As Grill suggests, teasing out the role all of these various types of cells plays in mediating the effects of deep brain stimulation is nearly impossible using traditional methods. Individual types of cells cannot be singled out by electrical stimulation, and the electric pulses blind researchers’ sensors for a crucial millisecond directly after firing.
In 2006, a team of researchers attempted to use optogenetics to skirt these issues. Optogenetics is a method of genetically modifying specific cells to express light-sensitive ion channels, allowing researchers to control their activity with flashes of light.
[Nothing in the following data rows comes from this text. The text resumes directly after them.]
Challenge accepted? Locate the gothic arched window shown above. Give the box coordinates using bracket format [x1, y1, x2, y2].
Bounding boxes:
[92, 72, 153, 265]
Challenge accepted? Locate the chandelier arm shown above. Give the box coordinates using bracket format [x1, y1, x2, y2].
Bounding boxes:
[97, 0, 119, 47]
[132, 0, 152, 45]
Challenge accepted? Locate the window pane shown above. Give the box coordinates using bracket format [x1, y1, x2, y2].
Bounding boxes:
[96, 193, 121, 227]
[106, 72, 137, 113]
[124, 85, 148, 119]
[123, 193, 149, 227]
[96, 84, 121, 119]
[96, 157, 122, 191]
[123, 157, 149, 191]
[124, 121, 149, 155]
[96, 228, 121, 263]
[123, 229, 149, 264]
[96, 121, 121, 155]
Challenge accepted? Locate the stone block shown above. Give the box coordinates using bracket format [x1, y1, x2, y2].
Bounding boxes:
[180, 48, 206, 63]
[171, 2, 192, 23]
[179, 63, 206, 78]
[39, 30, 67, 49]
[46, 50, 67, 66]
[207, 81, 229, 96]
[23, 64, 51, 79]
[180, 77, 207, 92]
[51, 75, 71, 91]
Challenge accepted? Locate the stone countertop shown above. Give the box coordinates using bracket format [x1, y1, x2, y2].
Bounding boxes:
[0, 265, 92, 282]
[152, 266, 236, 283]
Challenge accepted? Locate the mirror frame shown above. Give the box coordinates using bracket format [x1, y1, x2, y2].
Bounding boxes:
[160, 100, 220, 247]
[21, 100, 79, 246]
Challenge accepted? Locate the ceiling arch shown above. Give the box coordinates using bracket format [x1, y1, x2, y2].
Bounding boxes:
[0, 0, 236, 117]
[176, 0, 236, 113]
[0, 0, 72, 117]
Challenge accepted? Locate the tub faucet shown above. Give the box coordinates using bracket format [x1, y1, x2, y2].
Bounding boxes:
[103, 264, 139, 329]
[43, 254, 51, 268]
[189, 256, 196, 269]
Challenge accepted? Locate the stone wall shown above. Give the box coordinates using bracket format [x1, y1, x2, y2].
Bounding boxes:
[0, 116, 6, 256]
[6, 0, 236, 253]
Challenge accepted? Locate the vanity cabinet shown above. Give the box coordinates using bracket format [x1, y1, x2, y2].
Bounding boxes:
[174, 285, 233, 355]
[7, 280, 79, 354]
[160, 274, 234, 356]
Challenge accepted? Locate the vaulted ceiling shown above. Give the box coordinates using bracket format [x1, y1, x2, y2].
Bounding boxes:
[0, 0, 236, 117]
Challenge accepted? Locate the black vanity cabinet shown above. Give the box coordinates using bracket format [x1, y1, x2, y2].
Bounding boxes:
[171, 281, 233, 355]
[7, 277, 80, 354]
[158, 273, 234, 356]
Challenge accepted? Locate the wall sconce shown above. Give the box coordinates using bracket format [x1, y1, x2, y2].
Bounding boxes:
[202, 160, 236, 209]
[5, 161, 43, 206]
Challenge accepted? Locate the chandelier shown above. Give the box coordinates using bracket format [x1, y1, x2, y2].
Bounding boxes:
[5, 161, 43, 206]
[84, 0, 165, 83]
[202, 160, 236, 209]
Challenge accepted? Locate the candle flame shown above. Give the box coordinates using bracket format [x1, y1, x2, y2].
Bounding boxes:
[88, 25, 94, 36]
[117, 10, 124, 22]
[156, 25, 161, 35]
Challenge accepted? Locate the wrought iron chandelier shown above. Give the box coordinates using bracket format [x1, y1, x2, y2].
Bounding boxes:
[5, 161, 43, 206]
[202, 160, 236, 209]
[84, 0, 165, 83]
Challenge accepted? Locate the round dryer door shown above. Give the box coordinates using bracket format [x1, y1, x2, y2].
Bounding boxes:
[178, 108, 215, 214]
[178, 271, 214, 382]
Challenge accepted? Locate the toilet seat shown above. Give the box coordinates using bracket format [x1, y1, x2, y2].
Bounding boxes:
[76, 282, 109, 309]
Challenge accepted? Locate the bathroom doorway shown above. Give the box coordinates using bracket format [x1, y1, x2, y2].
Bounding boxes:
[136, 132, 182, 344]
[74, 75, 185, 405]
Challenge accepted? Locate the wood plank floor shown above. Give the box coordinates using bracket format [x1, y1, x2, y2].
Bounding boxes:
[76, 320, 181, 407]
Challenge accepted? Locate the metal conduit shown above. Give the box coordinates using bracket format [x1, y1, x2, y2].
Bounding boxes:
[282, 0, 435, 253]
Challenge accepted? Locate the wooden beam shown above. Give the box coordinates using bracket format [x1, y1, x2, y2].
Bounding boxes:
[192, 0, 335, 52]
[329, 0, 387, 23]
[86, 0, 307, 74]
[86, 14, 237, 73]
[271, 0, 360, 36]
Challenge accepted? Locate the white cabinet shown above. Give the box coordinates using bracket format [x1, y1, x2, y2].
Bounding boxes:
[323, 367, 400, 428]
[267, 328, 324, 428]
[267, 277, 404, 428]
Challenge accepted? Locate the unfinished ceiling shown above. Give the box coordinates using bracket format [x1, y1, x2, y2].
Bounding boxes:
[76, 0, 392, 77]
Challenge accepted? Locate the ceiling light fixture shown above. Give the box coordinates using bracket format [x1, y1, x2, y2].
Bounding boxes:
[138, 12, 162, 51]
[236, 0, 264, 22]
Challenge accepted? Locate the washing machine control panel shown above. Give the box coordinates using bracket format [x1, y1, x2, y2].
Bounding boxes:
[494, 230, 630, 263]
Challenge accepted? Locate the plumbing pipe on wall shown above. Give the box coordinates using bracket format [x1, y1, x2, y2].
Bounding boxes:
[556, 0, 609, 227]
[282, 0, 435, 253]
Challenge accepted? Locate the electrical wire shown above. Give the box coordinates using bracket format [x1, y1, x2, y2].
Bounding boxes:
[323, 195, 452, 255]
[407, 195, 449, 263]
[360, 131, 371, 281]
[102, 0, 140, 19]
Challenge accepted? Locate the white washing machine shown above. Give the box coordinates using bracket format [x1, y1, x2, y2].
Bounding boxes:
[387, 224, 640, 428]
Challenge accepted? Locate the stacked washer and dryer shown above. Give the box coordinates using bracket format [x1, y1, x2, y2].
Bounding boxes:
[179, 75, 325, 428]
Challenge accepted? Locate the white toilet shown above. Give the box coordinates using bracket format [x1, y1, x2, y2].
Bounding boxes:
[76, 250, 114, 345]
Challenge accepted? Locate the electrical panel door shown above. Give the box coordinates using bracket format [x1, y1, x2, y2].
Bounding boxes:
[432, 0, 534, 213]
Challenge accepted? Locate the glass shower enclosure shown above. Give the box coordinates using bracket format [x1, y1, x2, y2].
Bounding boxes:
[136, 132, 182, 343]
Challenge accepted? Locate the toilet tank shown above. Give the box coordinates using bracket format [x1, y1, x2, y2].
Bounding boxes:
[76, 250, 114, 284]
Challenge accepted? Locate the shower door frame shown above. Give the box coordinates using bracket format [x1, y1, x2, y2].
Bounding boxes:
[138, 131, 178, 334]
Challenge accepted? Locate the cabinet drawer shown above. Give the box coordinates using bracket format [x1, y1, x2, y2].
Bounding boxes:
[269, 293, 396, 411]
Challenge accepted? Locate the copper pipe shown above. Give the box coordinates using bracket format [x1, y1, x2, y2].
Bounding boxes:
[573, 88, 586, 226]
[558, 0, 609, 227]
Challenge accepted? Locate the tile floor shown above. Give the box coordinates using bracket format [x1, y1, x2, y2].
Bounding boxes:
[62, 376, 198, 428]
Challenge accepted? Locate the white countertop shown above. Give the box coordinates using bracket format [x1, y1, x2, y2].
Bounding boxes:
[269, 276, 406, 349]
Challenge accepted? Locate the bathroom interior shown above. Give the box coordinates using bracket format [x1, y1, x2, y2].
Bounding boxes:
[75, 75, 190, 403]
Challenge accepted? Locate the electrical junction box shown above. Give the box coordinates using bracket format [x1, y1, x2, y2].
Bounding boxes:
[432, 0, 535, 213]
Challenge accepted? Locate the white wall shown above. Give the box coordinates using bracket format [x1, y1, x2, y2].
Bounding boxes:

The researchers embedded these light-sensitive ion channels into the subthalamic nucleus “meatballs” in rats and flashed pulses of light at the same rate used in deep brain stimulation. The treatment, however, failed to alleviate any of the rats’ physical symptoms, leading the researchers to conclude that stimulating the subthalamic nucleus on its own is an inadequate treatment approach.
But the study never sat quite right in Grill’s mind.
“Neurons being stimulated with optogenetics don’t generally respond very quickly, and it seemed to me that the researchers were flashing their lights faster than the neurons could keep up with,” said Grill. “The data bore this out, as the neurons appeared to be responding randomly rather than in sync with the flashes. And previous research that we conducted showed that random patterns of deep brain stimulation are not effective at relieving symptoms.”
It took more than a decade for Grill to be able to test his theory, but two recent developments allowed him to follow his hunch. Researchers developed a faster form of optogenetics called Chronos that could keep up with the speeds traditionally used in deep brain stimulation. And Chunxiu Yu, a research scientist with expertise in optogenetics, joined Grill’s laboratory. Also contributing to the work in Grill’s laboratory were Isaac Cassar, a biomedical engineering doctoral student, and Jaydeep Sambangi, a biomedical engineering undergraduate.
In the new paper, Yu embedded the Chronos optogenetics machinery into the subthalamic nucleus neurons of rats that have been given Parkinson’s disease-like conditions in one-half of their brains. This model helps researchers determine when a treatment is successful because the resulting physical movement symptoms only occur on one side of the rat’s body. They then delivered deep brain stimulation using light flashes at the standard 130 flashes per second.
As Grill first suspected nearly 15 years ago, the technique worked, and the rats’ physical symptoms were substantially alleviated.
According to Grill, their result has several important implications. One is that researchers need to consider the kinetic properties of how rapidly optogenetic approaches can act when designing their experiments and pay close attention to performance in their studies. Another insight was the way that other neurons outside of the subthalamic nucleus responded to the treatment. While there was not a large difference in their average activity levels, there was a dramatic shift in the pattern in which those neurons fired, which offers clues as to how deep brain stimulation works.
But perhaps the most important result is simply that the technique worked at all. Besides offering a much clearer look at neural activity by removing electrical artifacts, the ability to deliver deep brain stimulation to precise subsets of neurons should allow researchers to begin probing exactly which parts of the brain need to be stimulated and how therapies might be tailored to treat different motor control symptoms on a case-by-case basis.
As their next experiment in this line of research, Grill and his colleagues plan to recreate this same study but in the hyperdirect pathway—the spaghetti instead of the meatballs—to see what its individual contribution to relieving symptoms might be.